- Interactive map of Tacna Locomotive park
- Type: Public park
- Location: Tacna, Peru
- Created: 1977
- Operator: Municipality of Tacna

= Tacna Locomotive park =

Park in Tacna, Peru

Tacna Locomotive park, (Parque de la Locomotora) is a park, located at the Alameda Bolognesi, in the centre of the city of Tacna, Peru. It features a 19th-century train that carried Francisco Bolognesi and his troops to the defence of the Morro de Arica during the War of the Pacific.

==History==
This plaza was built to house the centennial Locomotive No. 3 Model 1859, built in Pennsylvania and which led Colonel Francisco Bolognesi and his Peruvian troops to defend the Morro de Arica during the War with Chile. During the Chilean occupation, the locomotive continued linking Tacna with Arica. In 1940 it stopped working and was later repaired and moved to the park in 1977. The park features two statues of Bolognesi and of Alfonso Ugarte.

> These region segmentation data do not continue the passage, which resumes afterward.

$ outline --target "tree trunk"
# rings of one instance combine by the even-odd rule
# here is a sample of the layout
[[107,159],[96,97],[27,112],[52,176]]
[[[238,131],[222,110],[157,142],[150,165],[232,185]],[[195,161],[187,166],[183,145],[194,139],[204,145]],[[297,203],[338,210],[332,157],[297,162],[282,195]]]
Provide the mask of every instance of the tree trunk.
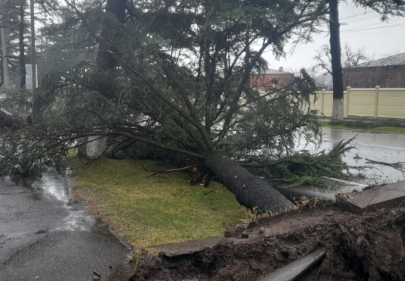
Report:
[[31,64],[32,65],[32,91],[36,88],[36,60],[35,58],[35,15],[34,0],[31,0]]
[[284,212],[295,206],[268,182],[255,177],[229,156],[220,152],[210,154],[205,166],[248,209],[257,207],[262,212]]
[[329,0],[330,55],[334,85],[332,119],[343,120],[343,68],[340,48],[338,0]]
[[[126,8],[126,0],[107,0],[106,5],[106,13],[112,14],[115,16],[115,19],[121,23],[125,20],[125,10]],[[104,28],[107,28],[104,27]],[[104,34],[104,32],[103,32]],[[102,34],[102,38],[104,34]],[[108,39],[108,38],[107,38]],[[114,40],[106,40],[114,42]],[[114,46],[108,46],[108,49],[113,51],[117,51]],[[97,54],[97,63],[103,69],[111,69],[117,66],[117,61],[108,53],[104,46],[100,46],[98,53]]]
[[27,71],[25,69],[25,53],[24,47],[24,5],[20,5],[20,23],[19,25],[19,45],[20,51],[20,88],[25,88]]

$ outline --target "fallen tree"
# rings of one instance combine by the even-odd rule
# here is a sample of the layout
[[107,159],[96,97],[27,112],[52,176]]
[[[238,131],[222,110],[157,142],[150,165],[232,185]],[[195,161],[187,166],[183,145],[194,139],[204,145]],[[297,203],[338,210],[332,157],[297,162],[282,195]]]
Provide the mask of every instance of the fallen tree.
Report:
[[[280,56],[291,36],[310,39],[327,12],[323,1],[124,5],[108,0],[106,13],[65,2],[74,11],[71,27],[89,32],[83,48],[99,46],[99,62],[84,60],[67,73],[48,75],[40,100],[49,102],[33,107],[35,124],[16,147],[40,144],[47,152],[36,147],[32,156],[58,162],[69,149],[83,145],[78,140],[106,137],[106,151],[132,146],[138,154],[202,162],[248,208],[294,208],[238,162],[249,158],[251,164],[266,167],[288,157],[296,138],[316,137],[310,99],[315,86],[305,71],[275,88],[277,81],[253,84],[251,77],[268,69],[262,58],[266,49]],[[66,28],[66,23],[61,26]],[[55,40],[65,29],[56,30]],[[267,90],[259,92],[259,86]],[[63,106],[55,106],[52,97]],[[3,162],[12,157],[4,155]]]

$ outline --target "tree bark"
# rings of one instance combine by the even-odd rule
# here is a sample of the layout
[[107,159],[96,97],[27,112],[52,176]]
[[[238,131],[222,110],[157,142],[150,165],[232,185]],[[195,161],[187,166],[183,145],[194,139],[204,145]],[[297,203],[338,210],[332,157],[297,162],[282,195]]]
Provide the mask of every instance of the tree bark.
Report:
[[25,53],[24,45],[24,5],[21,1],[20,3],[20,23],[19,25],[19,45],[20,51],[20,88],[25,88],[26,85],[26,75],[27,71],[25,69]]
[[340,47],[338,0],[329,0],[330,55],[334,86],[332,119],[343,120],[343,68]]
[[284,212],[297,207],[270,183],[247,171],[227,155],[220,152],[209,154],[205,166],[235,195],[242,206],[262,212]]
[[[125,21],[125,10],[126,8],[126,0],[107,0],[106,4],[106,13],[112,14],[115,19],[121,23]],[[107,28],[104,27],[104,28]],[[103,34],[104,32],[103,32]],[[104,34],[102,34],[103,37]],[[114,46],[108,46],[111,51],[117,51]],[[104,46],[100,46],[98,53],[97,54],[97,64],[102,69],[111,69],[117,66],[117,60],[108,53]]]
[[36,85],[36,60],[35,53],[35,14],[34,13],[34,0],[31,0],[31,64],[32,64],[32,91]]

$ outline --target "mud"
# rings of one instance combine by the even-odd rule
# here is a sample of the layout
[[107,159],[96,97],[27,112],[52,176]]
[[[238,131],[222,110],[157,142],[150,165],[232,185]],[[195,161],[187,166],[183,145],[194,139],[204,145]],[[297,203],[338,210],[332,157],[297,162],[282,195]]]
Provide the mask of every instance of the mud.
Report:
[[325,204],[258,223],[193,254],[143,252],[130,280],[256,280],[320,248],[325,258],[300,280],[405,280],[403,206],[355,215]]

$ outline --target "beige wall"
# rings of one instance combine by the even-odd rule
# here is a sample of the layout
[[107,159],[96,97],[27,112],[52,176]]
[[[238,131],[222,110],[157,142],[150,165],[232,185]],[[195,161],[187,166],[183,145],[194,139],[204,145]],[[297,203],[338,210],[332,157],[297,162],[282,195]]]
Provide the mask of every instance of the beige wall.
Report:
[[[333,93],[321,91],[313,108],[332,116]],[[345,92],[345,117],[405,119],[405,88],[351,88]]]

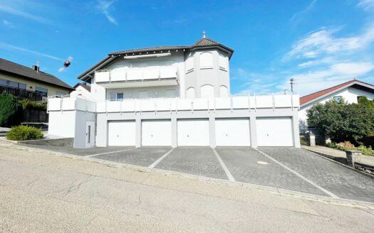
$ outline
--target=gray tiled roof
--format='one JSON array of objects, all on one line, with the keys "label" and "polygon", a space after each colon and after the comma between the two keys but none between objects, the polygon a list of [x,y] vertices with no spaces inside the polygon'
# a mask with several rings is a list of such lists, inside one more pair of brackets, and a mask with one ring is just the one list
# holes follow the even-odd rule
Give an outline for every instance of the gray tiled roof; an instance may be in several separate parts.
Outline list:
[{"label": "gray tiled roof", "polygon": [[122,55],[126,55],[126,54],[131,54],[131,53],[147,53],[147,52],[158,52],[158,51],[167,51],[171,50],[196,50],[196,49],[204,49],[207,47],[217,47],[219,48],[229,54],[229,59],[231,58],[232,53],[234,53],[234,50],[229,47],[224,46],[224,45],[214,41],[212,39],[203,38],[200,40],[199,40],[197,43],[193,44],[192,45],[181,45],[181,46],[157,46],[157,47],[152,47],[152,48],[139,48],[139,49],[132,49],[128,50],[123,50],[123,51],[117,51],[117,52],[113,52],[108,55],[107,57],[105,57],[104,59],[98,62],[98,63],[95,64],[93,66],[92,66],[88,70],[83,72],[82,74],[80,74],[79,76],[78,76],[78,79],[89,82],[90,77],[90,74],[95,71],[96,69],[100,68],[100,67],[103,67],[103,65],[106,65],[105,64],[108,64],[110,63],[113,63],[115,59],[117,59],[119,56]]},{"label": "gray tiled roof", "polygon": [[39,82],[46,82],[55,86],[73,90],[68,84],[61,81],[57,77],[42,71],[36,72],[33,68],[19,65],[7,60],[0,58],[0,71],[22,76],[25,79],[32,79]]},{"label": "gray tiled roof", "polygon": [[212,39],[204,38],[199,40],[194,43],[194,46],[207,46],[207,45],[219,45],[219,43],[214,41]]},{"label": "gray tiled roof", "polygon": [[73,87],[73,88],[77,89],[78,86],[80,86],[80,87],[83,87],[84,89],[85,89],[86,90],[88,90],[90,92],[91,92],[91,86],[88,86],[88,85],[85,85],[84,83],[80,83],[80,82],[78,82],[78,83],[74,85],[74,87]]}]

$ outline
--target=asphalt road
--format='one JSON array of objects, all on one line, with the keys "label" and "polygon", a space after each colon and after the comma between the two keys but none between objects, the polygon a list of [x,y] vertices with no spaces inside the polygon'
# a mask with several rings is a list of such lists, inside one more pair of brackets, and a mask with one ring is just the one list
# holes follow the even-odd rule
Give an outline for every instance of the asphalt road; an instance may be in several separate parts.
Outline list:
[{"label": "asphalt road", "polygon": [[349,204],[4,146],[1,232],[374,231]]}]

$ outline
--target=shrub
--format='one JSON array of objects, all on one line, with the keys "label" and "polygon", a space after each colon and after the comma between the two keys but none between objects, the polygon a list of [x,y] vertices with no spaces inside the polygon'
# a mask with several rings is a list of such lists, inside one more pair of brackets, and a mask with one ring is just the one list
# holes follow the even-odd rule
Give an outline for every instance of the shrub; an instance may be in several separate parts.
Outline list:
[{"label": "shrub", "polygon": [[6,136],[7,139],[14,141],[36,140],[43,139],[43,133],[39,129],[26,126],[12,127]]},{"label": "shrub", "polygon": [[46,103],[38,103],[27,99],[20,100],[19,103],[22,105],[24,109],[41,111],[46,111],[47,109]]},{"label": "shrub", "polygon": [[22,107],[17,99],[6,92],[0,94],[0,126],[18,125],[22,121]]},{"label": "shrub", "polygon": [[313,105],[307,115],[310,126],[335,142],[349,140],[357,146],[374,131],[374,109],[364,103],[348,104],[343,100],[331,100]]},{"label": "shrub", "polygon": [[355,146],[349,141],[341,142],[338,143],[331,142],[326,143],[326,146],[341,151],[360,151],[365,155],[374,156],[374,150],[372,149],[370,146],[366,147],[365,146],[360,146],[358,147],[355,147]]}]

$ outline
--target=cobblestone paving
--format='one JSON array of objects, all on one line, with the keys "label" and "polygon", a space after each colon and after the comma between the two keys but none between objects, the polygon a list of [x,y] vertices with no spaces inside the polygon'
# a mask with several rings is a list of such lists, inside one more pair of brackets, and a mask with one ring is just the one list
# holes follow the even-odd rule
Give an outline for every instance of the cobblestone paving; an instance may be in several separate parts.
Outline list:
[{"label": "cobblestone paving", "polygon": [[374,179],[370,177],[303,149],[259,149],[340,198],[374,202]]},{"label": "cobblestone paving", "polygon": [[169,146],[145,146],[92,158],[147,167],[170,149]]},{"label": "cobblestone paving", "polygon": [[[251,148],[219,147],[216,151],[237,181],[326,195]],[[260,164],[258,161],[268,164]]]},{"label": "cobblestone paving", "polygon": [[209,147],[178,147],[158,163],[156,168],[228,180]]}]

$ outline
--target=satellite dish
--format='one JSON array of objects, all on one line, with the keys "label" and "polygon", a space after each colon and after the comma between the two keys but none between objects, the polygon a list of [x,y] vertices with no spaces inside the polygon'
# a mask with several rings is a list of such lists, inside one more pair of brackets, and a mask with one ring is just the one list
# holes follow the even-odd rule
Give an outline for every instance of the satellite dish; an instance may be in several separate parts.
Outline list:
[{"label": "satellite dish", "polygon": [[71,60],[73,60],[73,57],[68,57],[64,62],[63,62],[63,66],[58,69],[59,72],[63,72],[66,69],[67,69],[69,65],[71,64]]}]

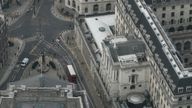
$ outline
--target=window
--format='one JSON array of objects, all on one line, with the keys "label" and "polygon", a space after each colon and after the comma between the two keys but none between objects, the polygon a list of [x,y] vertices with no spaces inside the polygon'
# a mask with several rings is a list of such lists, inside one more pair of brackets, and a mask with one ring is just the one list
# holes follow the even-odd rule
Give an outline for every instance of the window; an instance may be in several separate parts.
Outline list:
[{"label": "window", "polygon": [[178,88],[178,93],[183,93],[183,87]]},{"label": "window", "polygon": [[111,4],[110,3],[106,4],[106,11],[109,11],[109,10],[111,10]]},{"label": "window", "polygon": [[76,3],[75,3],[75,1],[73,0],[73,2],[72,2],[72,6],[75,8],[76,7]]},{"label": "window", "polygon": [[189,14],[192,14],[192,10],[189,11]]},{"label": "window", "polygon": [[156,12],[156,11],[157,11],[157,9],[156,9],[156,8],[153,8],[153,11],[155,11],[155,12]]},{"label": "window", "polygon": [[187,100],[190,100],[191,98],[190,98],[190,96],[187,96]]},{"label": "window", "polygon": [[179,19],[179,23],[184,23],[184,19],[183,19],[183,18],[180,18],[180,19]]},{"label": "window", "polygon": [[192,17],[189,17],[189,22],[192,22]]},{"label": "window", "polygon": [[131,77],[131,83],[135,83],[135,75]]},{"label": "window", "polygon": [[86,7],[86,8],[85,8],[85,13],[87,13],[87,12],[88,12],[88,8]]},{"label": "window", "polygon": [[187,41],[184,43],[184,50],[190,50],[191,49],[191,42]]},{"label": "window", "polygon": [[68,5],[70,5],[71,4],[71,2],[70,2],[70,0],[68,0]]},{"label": "window", "polygon": [[175,9],[175,6],[172,6],[172,9]]},{"label": "window", "polygon": [[175,12],[171,12],[171,17],[174,17],[175,16]]},{"label": "window", "polygon": [[164,20],[162,20],[162,21],[161,21],[161,24],[162,24],[162,25],[165,25],[165,21],[164,21]]},{"label": "window", "polygon": [[181,5],[181,8],[184,8],[184,5]]},{"label": "window", "polygon": [[97,12],[99,10],[99,5],[93,5],[93,11],[94,12]]},{"label": "window", "polygon": [[183,15],[184,15],[184,11],[181,11],[181,12],[180,12],[180,16],[183,16]]},{"label": "window", "polygon": [[162,14],[162,18],[165,18],[165,13]]},{"label": "window", "polygon": [[77,6],[77,9],[78,9],[78,11],[79,11],[79,6]]},{"label": "window", "polygon": [[174,19],[171,19],[171,22],[170,22],[170,24],[174,24]]},{"label": "window", "polygon": [[165,10],[166,10],[166,7],[163,7],[162,10],[165,11]]},{"label": "window", "polygon": [[186,92],[191,92],[191,86],[186,87]]},{"label": "window", "polygon": [[185,63],[188,63],[188,58],[185,58],[185,59],[184,59],[184,62],[185,62]]},{"label": "window", "polygon": [[131,85],[130,86],[130,89],[132,90],[132,89],[135,89],[135,85]]}]

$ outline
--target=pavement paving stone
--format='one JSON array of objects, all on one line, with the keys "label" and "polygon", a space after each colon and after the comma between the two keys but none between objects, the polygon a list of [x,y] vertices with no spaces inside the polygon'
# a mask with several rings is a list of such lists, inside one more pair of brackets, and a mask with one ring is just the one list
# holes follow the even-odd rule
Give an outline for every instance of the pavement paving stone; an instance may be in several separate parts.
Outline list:
[{"label": "pavement paving stone", "polygon": [[[63,41],[63,43],[67,46],[67,48],[69,48],[69,50],[72,52],[73,56],[77,59],[78,64],[80,65],[80,68],[83,72],[84,75],[84,80],[87,83],[86,85],[88,85],[88,90],[90,92],[91,97],[93,97],[93,101],[95,103],[96,108],[104,108],[104,105],[99,97],[99,94],[96,91],[96,86],[94,84],[94,79],[91,75],[90,69],[87,67],[87,65],[85,64],[85,61],[83,60],[83,56],[81,55],[80,50],[78,49],[78,47],[76,45],[67,45],[66,42],[64,42],[64,36],[65,36],[65,32],[62,33],[61,36],[61,40]],[[74,41],[74,40],[72,40]]]},{"label": "pavement paving stone", "polygon": [[22,5],[11,5],[10,8],[3,10],[7,17],[7,25],[14,24],[19,18],[31,8],[33,0],[21,0]]},{"label": "pavement paving stone", "polygon": [[59,12],[58,8],[58,0],[55,1],[54,5],[51,7],[51,13],[58,19],[63,20],[63,21],[73,21],[72,17],[63,15]]}]

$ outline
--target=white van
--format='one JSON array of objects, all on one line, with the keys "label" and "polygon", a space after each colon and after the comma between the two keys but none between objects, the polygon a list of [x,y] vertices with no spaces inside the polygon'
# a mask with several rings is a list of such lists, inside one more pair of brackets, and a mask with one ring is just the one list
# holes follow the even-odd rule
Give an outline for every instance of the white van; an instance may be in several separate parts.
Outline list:
[{"label": "white van", "polygon": [[21,66],[23,66],[23,67],[26,66],[28,64],[28,62],[29,62],[29,58],[24,58],[21,62]]}]

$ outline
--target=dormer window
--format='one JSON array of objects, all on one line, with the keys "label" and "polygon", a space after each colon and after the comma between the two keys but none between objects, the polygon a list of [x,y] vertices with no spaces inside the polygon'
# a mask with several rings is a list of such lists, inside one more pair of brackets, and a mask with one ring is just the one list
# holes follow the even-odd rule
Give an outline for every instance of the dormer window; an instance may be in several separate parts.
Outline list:
[{"label": "dormer window", "polygon": [[191,86],[186,87],[186,92],[191,92]]},{"label": "dormer window", "polygon": [[182,101],[182,97],[179,97],[178,101]]},{"label": "dormer window", "polygon": [[178,93],[183,93],[183,87],[178,88]]}]

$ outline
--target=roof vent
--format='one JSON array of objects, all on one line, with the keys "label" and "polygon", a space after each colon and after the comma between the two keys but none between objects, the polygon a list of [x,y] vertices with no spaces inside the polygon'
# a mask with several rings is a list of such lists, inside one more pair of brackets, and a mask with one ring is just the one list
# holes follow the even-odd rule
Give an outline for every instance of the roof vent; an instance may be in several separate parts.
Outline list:
[{"label": "roof vent", "polygon": [[104,28],[104,27],[99,27],[99,31],[100,31],[100,32],[104,32],[104,31],[105,31],[105,28]]}]

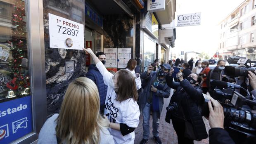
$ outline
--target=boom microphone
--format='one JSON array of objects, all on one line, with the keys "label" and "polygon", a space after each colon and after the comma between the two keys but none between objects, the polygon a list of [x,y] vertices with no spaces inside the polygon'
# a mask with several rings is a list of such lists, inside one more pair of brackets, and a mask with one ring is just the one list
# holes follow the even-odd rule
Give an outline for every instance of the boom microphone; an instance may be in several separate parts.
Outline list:
[{"label": "boom microphone", "polygon": [[236,85],[233,83],[225,82],[223,81],[211,80],[211,85],[216,85],[219,86],[221,87],[227,88],[240,88],[240,85]]}]

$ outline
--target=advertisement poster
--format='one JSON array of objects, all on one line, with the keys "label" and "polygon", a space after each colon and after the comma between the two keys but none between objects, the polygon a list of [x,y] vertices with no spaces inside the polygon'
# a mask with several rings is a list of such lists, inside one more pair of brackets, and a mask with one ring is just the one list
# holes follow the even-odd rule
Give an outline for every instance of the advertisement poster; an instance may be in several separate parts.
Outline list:
[{"label": "advertisement poster", "polygon": [[31,96],[0,103],[0,144],[9,144],[32,131]]},{"label": "advertisement poster", "polygon": [[148,0],[147,1],[147,11],[154,12],[164,10],[165,10],[165,0]]},{"label": "advertisement poster", "polygon": [[117,67],[117,49],[116,48],[104,48],[104,53],[106,54],[106,68],[116,68]]},{"label": "advertisement poster", "polygon": [[158,22],[152,12],[148,12],[142,21],[142,28],[151,34],[155,38],[158,39]]},{"label": "advertisement poster", "polygon": [[82,50],[83,25],[48,14],[50,47]]},{"label": "advertisement poster", "polygon": [[132,48],[119,48],[117,49],[117,68],[125,68],[127,66],[128,61],[131,58]]},{"label": "advertisement poster", "polygon": [[[86,49],[88,48],[92,48],[92,47],[91,41],[86,41],[85,44],[86,45],[85,48]],[[90,64],[90,56],[89,54],[85,54],[85,65],[86,66],[89,66]]]}]

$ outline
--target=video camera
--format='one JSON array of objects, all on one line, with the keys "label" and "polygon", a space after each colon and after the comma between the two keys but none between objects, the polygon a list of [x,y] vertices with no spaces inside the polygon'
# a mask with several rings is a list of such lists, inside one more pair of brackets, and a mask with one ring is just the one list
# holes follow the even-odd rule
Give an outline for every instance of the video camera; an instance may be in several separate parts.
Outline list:
[{"label": "video camera", "polygon": [[250,95],[250,86],[247,77],[248,71],[256,71],[256,67],[251,66],[251,63],[256,61],[235,57],[229,58],[228,61],[230,64],[242,65],[226,66],[224,75],[226,76],[221,81],[210,80],[211,85],[215,87],[211,96],[223,107],[225,128],[256,138],[256,101]]}]

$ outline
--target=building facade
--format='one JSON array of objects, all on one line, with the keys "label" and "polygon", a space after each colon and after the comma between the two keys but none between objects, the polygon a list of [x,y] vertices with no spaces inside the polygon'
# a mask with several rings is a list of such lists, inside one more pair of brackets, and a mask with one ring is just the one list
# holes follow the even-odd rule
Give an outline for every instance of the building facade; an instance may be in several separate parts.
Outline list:
[{"label": "building facade", "polygon": [[0,0],[0,143],[36,143],[69,83],[93,64],[73,46],[105,52],[111,70],[130,58],[142,72],[155,59],[166,63],[175,31],[164,35],[162,25],[174,19],[176,1],[161,11],[148,11],[148,1]]},{"label": "building facade", "polygon": [[256,8],[255,0],[245,0],[219,24],[220,59],[235,56],[256,59]]}]

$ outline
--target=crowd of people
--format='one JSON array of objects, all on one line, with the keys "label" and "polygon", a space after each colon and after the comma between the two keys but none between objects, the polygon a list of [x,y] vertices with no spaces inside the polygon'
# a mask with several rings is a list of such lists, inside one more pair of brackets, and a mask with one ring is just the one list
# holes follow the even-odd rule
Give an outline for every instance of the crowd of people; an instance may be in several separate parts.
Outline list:
[{"label": "crowd of people", "polygon": [[[161,65],[156,59],[140,74],[135,59],[130,59],[126,69],[109,72],[104,65],[103,52],[95,54],[90,48],[84,50],[95,64],[89,66],[86,77],[69,84],[59,113],[45,123],[38,144],[133,144],[141,114],[143,133],[140,144],[149,140],[151,114],[154,137],[156,144],[162,144],[159,121],[165,108],[164,98],[169,97],[171,89],[175,91],[166,108],[165,120],[168,123],[171,120],[178,143],[193,144],[194,140],[208,137],[198,106],[204,103],[203,93],[211,94],[214,88],[209,80],[219,80],[223,75],[224,60],[218,61],[210,70],[209,65],[215,61],[213,59],[199,59],[194,67],[192,58],[188,63],[177,59]],[[256,84],[253,80],[256,76],[249,75]],[[256,84],[253,85],[256,89]],[[234,144],[224,129],[223,108],[208,97],[210,144]]]}]

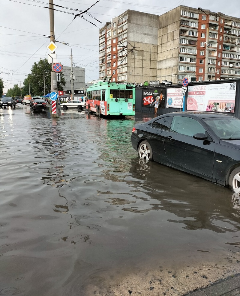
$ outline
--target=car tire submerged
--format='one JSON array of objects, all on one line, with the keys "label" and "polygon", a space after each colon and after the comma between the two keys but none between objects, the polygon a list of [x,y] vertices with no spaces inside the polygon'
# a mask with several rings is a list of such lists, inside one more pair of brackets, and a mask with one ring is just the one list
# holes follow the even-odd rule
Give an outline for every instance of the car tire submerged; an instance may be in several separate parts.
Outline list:
[{"label": "car tire submerged", "polygon": [[230,174],[229,187],[234,192],[238,194],[240,193],[240,167],[234,169]]},{"label": "car tire submerged", "polygon": [[153,159],[152,150],[150,144],[147,141],[143,141],[138,147],[138,155],[142,159],[146,159],[150,161]]}]

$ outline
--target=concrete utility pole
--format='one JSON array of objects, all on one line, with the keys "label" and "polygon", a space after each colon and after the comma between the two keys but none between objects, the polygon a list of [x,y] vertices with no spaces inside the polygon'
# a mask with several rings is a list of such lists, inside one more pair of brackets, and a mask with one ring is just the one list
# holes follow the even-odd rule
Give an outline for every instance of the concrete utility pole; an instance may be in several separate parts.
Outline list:
[{"label": "concrete utility pole", "polygon": [[71,89],[72,93],[72,99],[74,99],[74,80],[73,71],[73,55],[72,54],[72,48],[71,47]]},{"label": "concrete utility pole", "polygon": [[207,14],[201,7],[199,7],[198,9],[199,10],[201,10],[202,11],[203,13],[207,16],[206,18],[207,19],[207,20],[208,21],[208,23],[207,25],[206,36],[206,49],[205,55],[205,70],[204,71],[204,80],[207,80],[208,74],[208,58],[209,55],[208,48],[209,47],[209,16]]},{"label": "concrete utility pole", "polygon": [[[54,33],[54,16],[53,0],[49,0],[49,19],[50,21],[50,40],[55,42],[55,33]],[[53,53],[55,53],[55,52]],[[53,65],[52,64],[52,71],[51,72],[51,87],[52,92],[57,92],[58,85],[57,83],[57,73],[53,71]],[[57,114],[58,114],[57,108]]]}]

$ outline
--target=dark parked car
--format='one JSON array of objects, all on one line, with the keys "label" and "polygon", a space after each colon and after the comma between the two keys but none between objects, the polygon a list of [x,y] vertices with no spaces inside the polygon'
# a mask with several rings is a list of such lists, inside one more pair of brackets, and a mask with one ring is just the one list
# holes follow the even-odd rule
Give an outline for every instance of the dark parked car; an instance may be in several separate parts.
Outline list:
[{"label": "dark parked car", "polygon": [[131,141],[143,159],[154,160],[240,193],[240,120],[232,116],[169,113],[136,124]]},{"label": "dark parked car", "polygon": [[10,107],[15,109],[16,108],[16,102],[14,99],[10,96],[5,96],[2,98],[0,101],[0,108],[4,107]]},{"label": "dark parked car", "polygon": [[46,101],[43,99],[36,99],[33,102],[32,105],[34,112],[36,110],[44,110],[47,109],[47,103]]},{"label": "dark parked car", "polygon": [[15,100],[16,101],[16,102],[17,104],[18,104],[20,103],[20,104],[22,104],[22,100],[23,99],[21,99],[19,97],[18,97],[16,99],[16,97],[15,97]]}]

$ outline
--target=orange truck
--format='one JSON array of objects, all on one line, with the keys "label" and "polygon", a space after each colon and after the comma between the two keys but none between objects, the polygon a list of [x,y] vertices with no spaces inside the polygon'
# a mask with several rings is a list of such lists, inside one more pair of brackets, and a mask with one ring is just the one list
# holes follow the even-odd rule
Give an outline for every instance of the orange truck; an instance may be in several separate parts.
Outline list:
[{"label": "orange truck", "polygon": [[22,104],[23,105],[30,105],[30,101],[32,99],[32,97],[30,95],[25,96],[22,100]]}]

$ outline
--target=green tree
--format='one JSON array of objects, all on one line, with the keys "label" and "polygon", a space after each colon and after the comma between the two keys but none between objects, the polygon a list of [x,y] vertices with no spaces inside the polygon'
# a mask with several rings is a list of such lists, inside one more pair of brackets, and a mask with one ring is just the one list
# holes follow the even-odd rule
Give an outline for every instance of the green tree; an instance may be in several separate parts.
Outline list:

This park is usually visited by local and foreign residents and tourists. It is usually used at night as a rehearsal centre for various dance groups in the city and as a practice center for skateboarding and roller skating. There are also usually art and recycling fairs and exhibitions in the park commissioned by the Municipality of Tacna.

When the Huaycos disaster occurred in Mirave and the mountain sectors in Tacna in February 2019, the Locomotive Park became one of the collection points for food and help for the victims in charge of the Third Cavalry Brigade of the city.